Thanks for yours. You’ll see how wrong you were about Simeon when you read my attachment! By the way, could you get Tim L. to check if there’s any record of anyone from the Woollass family accessing the archive?

Best,

Mig

Back upstairs in his room he leaned on the low sill and peered out through the tiny window. Above the sun-gilt fells he could see a sky as blue as any he’d seen in Andalusia. He lowered his gaze till he picked out the twisted chimney pots of Illthwaite Hall. Frek was up there. And maybe the answer to his questions was up there too, but getting close to either wasn’t going to be easy.

He turned to look down at the fragile sheets containing the neat ciphers of Simeon Woollass, so very different from the crazed and crazy scribblings through which he’d first encountered the man.

The longer he kept quiet about his removal of the coded journal, the harder it was going to be to reestablish relations with the Woollasses.

It was no good telling himself he’d only done what any other scholar worth his salt would have done.

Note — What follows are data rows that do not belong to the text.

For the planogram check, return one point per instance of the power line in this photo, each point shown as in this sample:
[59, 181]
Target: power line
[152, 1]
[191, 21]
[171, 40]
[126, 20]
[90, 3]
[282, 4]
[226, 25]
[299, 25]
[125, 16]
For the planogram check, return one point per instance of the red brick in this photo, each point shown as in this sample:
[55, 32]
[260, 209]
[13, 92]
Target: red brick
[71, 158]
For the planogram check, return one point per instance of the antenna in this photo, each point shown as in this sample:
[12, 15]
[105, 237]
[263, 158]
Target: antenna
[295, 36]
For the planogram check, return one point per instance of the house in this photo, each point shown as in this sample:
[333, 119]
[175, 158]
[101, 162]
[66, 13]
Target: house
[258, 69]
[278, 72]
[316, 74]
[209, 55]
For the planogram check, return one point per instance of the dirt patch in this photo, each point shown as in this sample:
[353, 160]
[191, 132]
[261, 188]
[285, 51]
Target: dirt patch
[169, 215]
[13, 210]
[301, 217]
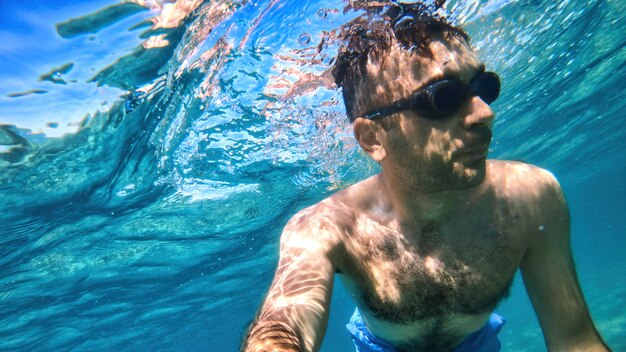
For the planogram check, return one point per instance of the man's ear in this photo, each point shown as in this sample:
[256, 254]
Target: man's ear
[368, 135]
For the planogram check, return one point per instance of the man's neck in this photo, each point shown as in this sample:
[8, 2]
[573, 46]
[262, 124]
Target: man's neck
[415, 205]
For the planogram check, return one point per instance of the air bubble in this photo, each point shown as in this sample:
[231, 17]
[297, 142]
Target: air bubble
[305, 38]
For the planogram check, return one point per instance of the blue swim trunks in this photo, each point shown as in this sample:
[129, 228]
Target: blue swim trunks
[483, 340]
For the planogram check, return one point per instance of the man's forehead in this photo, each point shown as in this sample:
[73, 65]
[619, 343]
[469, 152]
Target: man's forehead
[405, 71]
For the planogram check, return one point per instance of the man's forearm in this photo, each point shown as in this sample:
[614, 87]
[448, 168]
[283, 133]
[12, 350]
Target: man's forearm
[272, 336]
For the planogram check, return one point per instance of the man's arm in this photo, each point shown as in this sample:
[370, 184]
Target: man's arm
[294, 314]
[550, 276]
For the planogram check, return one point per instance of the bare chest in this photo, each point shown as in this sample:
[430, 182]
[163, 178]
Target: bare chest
[436, 273]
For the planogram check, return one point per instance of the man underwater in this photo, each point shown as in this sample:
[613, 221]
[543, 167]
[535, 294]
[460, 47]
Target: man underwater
[430, 246]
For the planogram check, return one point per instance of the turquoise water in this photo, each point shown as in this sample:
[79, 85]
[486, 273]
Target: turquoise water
[150, 155]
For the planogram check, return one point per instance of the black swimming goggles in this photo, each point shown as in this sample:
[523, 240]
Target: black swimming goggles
[442, 98]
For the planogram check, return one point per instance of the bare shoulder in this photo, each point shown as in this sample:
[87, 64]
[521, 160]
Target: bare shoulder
[322, 228]
[532, 192]
[522, 181]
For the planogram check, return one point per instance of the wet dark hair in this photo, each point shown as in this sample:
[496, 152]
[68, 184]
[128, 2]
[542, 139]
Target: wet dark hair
[409, 25]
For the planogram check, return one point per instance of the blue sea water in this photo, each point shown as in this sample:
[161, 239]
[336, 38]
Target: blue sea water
[152, 151]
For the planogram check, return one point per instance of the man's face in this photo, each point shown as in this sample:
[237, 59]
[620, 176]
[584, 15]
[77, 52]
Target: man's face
[433, 155]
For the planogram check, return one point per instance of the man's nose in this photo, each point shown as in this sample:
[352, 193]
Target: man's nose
[478, 113]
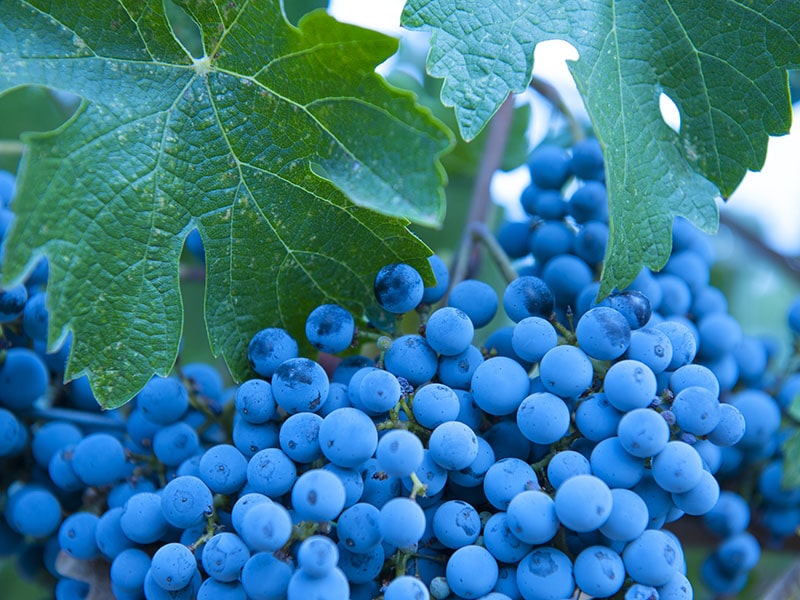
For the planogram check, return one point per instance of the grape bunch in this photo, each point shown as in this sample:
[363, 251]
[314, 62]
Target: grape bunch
[542, 464]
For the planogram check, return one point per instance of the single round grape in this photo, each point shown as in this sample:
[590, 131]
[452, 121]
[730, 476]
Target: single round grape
[545, 574]
[471, 571]
[398, 288]
[629, 516]
[318, 495]
[566, 371]
[330, 328]
[270, 347]
[449, 331]
[173, 566]
[583, 503]
[186, 501]
[400, 452]
[406, 587]
[402, 522]
[599, 571]
[528, 296]
[300, 384]
[254, 401]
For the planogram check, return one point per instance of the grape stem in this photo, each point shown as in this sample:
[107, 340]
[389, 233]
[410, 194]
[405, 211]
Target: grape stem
[467, 257]
[549, 92]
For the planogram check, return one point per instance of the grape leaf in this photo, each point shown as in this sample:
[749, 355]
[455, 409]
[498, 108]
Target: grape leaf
[273, 145]
[722, 62]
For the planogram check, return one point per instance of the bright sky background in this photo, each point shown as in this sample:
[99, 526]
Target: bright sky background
[771, 196]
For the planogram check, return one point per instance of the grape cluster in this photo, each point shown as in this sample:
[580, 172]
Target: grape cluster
[544, 462]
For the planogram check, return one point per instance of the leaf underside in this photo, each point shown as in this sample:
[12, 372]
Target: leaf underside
[272, 147]
[722, 62]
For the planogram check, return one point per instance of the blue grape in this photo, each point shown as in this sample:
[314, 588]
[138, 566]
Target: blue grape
[678, 468]
[453, 445]
[109, 537]
[129, 568]
[456, 371]
[435, 404]
[583, 503]
[471, 571]
[398, 288]
[533, 337]
[476, 299]
[412, 358]
[254, 401]
[400, 452]
[266, 527]
[586, 161]
[629, 384]
[435, 293]
[350, 479]
[406, 587]
[173, 566]
[271, 472]
[347, 437]
[566, 371]
[511, 235]
[596, 418]
[629, 516]
[265, 577]
[99, 459]
[543, 418]
[76, 536]
[270, 347]
[589, 203]
[175, 443]
[299, 437]
[545, 574]
[142, 519]
[362, 567]
[318, 495]
[330, 328]
[186, 501]
[379, 391]
[456, 523]
[358, 527]
[224, 556]
[684, 344]
[652, 558]
[532, 518]
[528, 296]
[505, 479]
[300, 384]
[23, 378]
[701, 498]
[599, 571]
[449, 331]
[330, 587]
[566, 464]
[402, 522]
[549, 165]
[643, 432]
[591, 242]
[223, 469]
[499, 385]
[549, 240]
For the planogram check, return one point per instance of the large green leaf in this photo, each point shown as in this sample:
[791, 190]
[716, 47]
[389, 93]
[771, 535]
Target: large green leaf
[273, 145]
[722, 62]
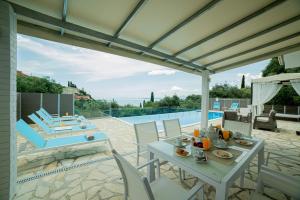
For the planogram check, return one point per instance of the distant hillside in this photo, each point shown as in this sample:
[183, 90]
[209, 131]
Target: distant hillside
[26, 83]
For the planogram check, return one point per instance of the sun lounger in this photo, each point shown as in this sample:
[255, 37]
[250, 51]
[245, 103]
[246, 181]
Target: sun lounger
[39, 142]
[54, 122]
[63, 118]
[53, 130]
[288, 116]
[234, 106]
[216, 105]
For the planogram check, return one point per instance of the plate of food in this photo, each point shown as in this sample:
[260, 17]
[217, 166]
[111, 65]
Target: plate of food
[222, 154]
[182, 152]
[244, 142]
[185, 139]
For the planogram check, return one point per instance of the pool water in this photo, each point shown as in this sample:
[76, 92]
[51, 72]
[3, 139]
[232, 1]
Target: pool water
[185, 118]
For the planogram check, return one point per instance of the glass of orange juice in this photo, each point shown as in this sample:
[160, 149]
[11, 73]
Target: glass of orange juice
[225, 134]
[196, 132]
[206, 143]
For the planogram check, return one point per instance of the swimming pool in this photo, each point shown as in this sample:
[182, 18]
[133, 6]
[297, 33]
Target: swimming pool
[185, 118]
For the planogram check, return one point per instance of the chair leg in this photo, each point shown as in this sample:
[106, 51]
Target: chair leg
[267, 159]
[180, 175]
[242, 179]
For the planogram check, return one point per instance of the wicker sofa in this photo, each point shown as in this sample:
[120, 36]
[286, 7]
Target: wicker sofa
[267, 122]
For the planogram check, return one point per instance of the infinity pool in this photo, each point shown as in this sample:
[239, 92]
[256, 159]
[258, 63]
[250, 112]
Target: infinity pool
[185, 118]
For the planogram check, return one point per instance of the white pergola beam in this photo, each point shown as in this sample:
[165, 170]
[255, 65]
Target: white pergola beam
[205, 99]
[8, 66]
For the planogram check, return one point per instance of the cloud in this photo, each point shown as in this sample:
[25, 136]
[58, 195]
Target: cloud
[248, 77]
[89, 64]
[176, 88]
[161, 72]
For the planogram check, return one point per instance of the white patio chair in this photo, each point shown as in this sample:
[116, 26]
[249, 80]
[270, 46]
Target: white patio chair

This wasn’t just a question of scholarly standards and historical research. This was personal, this was where God had been directing him for months, years, perhaps all his life. Max had called it a red herring. He was wrong. Mig felt he knew all about red herrings. Hadn’t he spent many years of his life following one?

And no matter what the cost, he wasn’t about to risk going astray a second time.

He sat on the bed with his laptop and settled down once more to read what he feared were the last words of his namesake and distant ancestor.

2. Miguel Madero

My name is Miguel Madero son and heir of Miguel Madero of… no, not heir, for he is dead… I saw him die, most foully slain… oh my father, my father.

On my sixteenth birthday my father (whose soul now flies high over the treacherous oceans with the angels) let me sail with him in our lovely ship, La Gaviota, for the first time. To Cyprus we voyaged and Crete and beyond. Our trade went well, our fine wine was much appreciated and highly valued, we took payment in gold and goods, and the sky was blue, the wind fair, the hold richly laden, and dolphins danced beneath our bow as La Gaviota flew homeward across that friendly sea. Everyone said I had quitted myself well and I could hardly wait for landfall so that I could show my mother and my sisters that I was a boy no longer. Never in my short life had I felt so perfectly happy. The world lay before me, a sunlit happy place. I sang a joyous hymn of thanks to the Blessed Virgin for the goodness and mercy she had poured upon me with such a generous and unstinting hand. There was nowhere in the most hidden corner of my being for even the shadow of a dream of such a terrible place as this northern wilderness, with its cold rain, its biting gales, its vile customs and its cruel and savage people…

Father, I know I should forgive – I pray you, show me how.

When we landed at our home port of Cadiz, there were soldiers waiting for us on the quay under the command of a boy not much older than myself, who waved a scented handkerchief to keep the smell of unwashed sailors from his nostrils and told my father he was Bernardo de Bellvis, nephew of the Duke of Medina Sidonia, commander by His Majesty’s command of the great fleet which was soon to set sail for England and bring that errant nation back to the fold of the True Church. Merchant ships were being commandeered for service in the Armada. My father had thought himself lucky in the spring of the previous year when La Gaviota had put to sea only days before the foul pirate Drake so treacherously attacked Cadiz, sinking many vessels and making off with much good wine. But now he felt he was paying for his luck when de Bellvis produced papers giving him authority to take over the ship and sail her to Lisbon to join the others.